La decisión de sacar a los militares a la calle desata nuevas críticas contra el presidente Duque en Colombia

Soldados patrullan en las calles de Cali, la tercera ciudad de Colombia, el sábado 29 de mayo.
Soldados patrullan en las calles de Cali, la tercera ciudad de Colombia, el sábado 29 de mayo.Ivan Valencia / AP

Cuando se ha cumplido ya un mes de todo tipo de marchas, protestas, disturbios y bloqueos contra el Gobierno de Iván Duque, el presidente de Colombia ha decidido sacar otra vez a los militares a las calles. Una medida que acrecienta las diferencias con sus críticos ante la represión contra los manifestantes. Después de una nueva jornada de caos y violencia el viernes 29 de mayo, el mandatario viajó ese día hasta Cali, donde hubo más de una decena de muertos, y ordenó militarizar la ciudad y el departamento del Valle del Cauca. Después, de madrugada, extendió en un decreto la figura de la asistencia militar a la policía para otros siete de los 32 departamentos del país: Cauca, Nariño, Huila, Norte de Santander, Putumayo, Caquetá y Risaralda. El decreto también cobija a una docena de ciudades.

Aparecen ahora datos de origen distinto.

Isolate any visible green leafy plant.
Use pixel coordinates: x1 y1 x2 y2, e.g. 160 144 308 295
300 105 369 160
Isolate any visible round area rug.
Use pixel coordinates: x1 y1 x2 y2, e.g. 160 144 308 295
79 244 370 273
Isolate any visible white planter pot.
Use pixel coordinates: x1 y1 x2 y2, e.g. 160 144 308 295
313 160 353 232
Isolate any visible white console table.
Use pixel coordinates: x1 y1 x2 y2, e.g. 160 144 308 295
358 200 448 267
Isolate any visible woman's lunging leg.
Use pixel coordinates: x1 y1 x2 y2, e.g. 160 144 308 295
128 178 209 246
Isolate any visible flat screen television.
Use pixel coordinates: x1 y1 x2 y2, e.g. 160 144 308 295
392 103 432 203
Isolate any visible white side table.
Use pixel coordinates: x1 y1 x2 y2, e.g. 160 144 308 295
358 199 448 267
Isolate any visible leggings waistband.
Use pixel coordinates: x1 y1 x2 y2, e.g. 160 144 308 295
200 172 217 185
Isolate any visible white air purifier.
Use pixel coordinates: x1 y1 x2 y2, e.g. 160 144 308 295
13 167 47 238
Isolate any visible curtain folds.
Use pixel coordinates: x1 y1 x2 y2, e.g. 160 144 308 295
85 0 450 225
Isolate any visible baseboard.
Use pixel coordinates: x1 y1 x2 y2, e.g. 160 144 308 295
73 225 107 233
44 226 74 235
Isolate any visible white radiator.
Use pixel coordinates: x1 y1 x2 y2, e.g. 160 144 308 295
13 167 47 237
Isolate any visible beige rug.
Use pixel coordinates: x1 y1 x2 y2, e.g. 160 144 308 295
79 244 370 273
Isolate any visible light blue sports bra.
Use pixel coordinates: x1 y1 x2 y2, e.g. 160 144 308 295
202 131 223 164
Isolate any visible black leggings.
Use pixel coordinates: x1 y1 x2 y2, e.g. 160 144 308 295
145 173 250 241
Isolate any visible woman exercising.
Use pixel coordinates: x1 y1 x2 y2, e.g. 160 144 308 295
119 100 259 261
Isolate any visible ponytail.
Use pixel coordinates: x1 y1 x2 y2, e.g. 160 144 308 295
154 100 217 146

La medida, entre otras disposiciones, ordena a alcaldes y gobernadores levantar los bloqueos (barricadas) de carreteras por parte de los manifestantes. El Gobierno lo ha defendido como una necesidad. “Los bloqueos no son una forma de protesta pacífica. Aunque se hagan sin armas y sin agredir, son en sí mismos una forma de violentar los derechos de los demás (…) Por eso, la fuerza pública tiene que intervenir en los desbloqueos”, sostenía el mandatario en una entrevista con EL PAÍS. Para varios observadores la figura de la asistencia militar, a la que se opone el comité nacional del paro que busca abrir una mesa de negociación con el Gobierno, entorpece el diálogo y agrava la crisis. De inmediato provocó reparos de defensores de derechos humanos, juristas, políticos de oposición e incluso algunos alcaldes, que se exponen a sanciones si no la acatan.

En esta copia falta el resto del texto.